ESET has identified PromptLock, the first AI-powered ransomware, using OpenAI models to generate scripts that target Windows, Linux and macOS.
It was only a matter of time before artificial intelligence became a building block for cybercriminals. This week, researchers at ESET revealed what they are calling the first known AI-powered ransomware, a prototype dubbed PromptLock, which uses an open-weight AI model from OpenAI to generate malicious code on the fly.
Rather than carrying a static payload, PromptLock calls on the gpt-oss:20b model through the Ollama API, enabling it to write and execute Lua scripts directly on a compromised system. These scripts can scan directories, inspect files, exfiltrate selected data, and encrypt the results, all without the need for prepackaged binaries. That flexibility gives attackers a level of adaptability not commonly seen in traditional ransomware.
The malware is written in Golang, making it cross-platform, and ESET has already spotted both Windows and Linux samples uploaded to VirusTotal. Because Lua is lightweight and portable, it allows PromptLock to reach further than its usual victims and run on systems often neglected by ransomware operators, including macOS and consumer Linux devices.
Interestingly, researchers noted that while PromptLock can exfiltrate and encrypt files, but its ability to destroy data has not yet been implemented. This, along with several rough edges in the code, suggests that it is a proof-of-concept or work-in-progress rather than a live campaign targeting organisations.
ESET’s findings add to worries that AI-driven malware could make cyberattacks faster and larger-scale. Just as machine learning has already been used to create more convincing phishing lures and deepfake content, models can also be adapted to handle tasks such as reconnaissance, persistence, or data theft. PromptLock shows that ransomware authors are already experimenting with this approach.
Commenting on the discovery, Nathan Webb, principal consultant at Acumen Cyber, explained why this development should not be dismissed as a simple lab experiment: “This is possibly the first instance of an AI-powered piece of ransomware observed in the wild. Rather than come with a payload, the malware uses ChatGPT to write Lua scripts on the fly, which gives it information about the local system and allows it to view files, exfiltrate data, and ultimately encrypt the system.”

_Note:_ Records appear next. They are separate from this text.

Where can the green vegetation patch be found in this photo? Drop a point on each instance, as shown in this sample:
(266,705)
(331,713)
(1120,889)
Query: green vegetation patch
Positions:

“The use of Lua here suggests that attackers are trying to make the ransomware platform-agnostic, so that they can target a wider range of systems and environments, especially those not traditionally targeted due to their low market share, like Apple devices, and consumer Linux devices,” Nathan pointed out.
Webb also pointed out that defending against such threats will require new thinking around script interpreters and OS-level tools. Security vendors will need to improve detection mechanisms that can separate legitimate scripts from malicious ones, using their own machine learning models to deobfuscate and analyse behaviour in real time.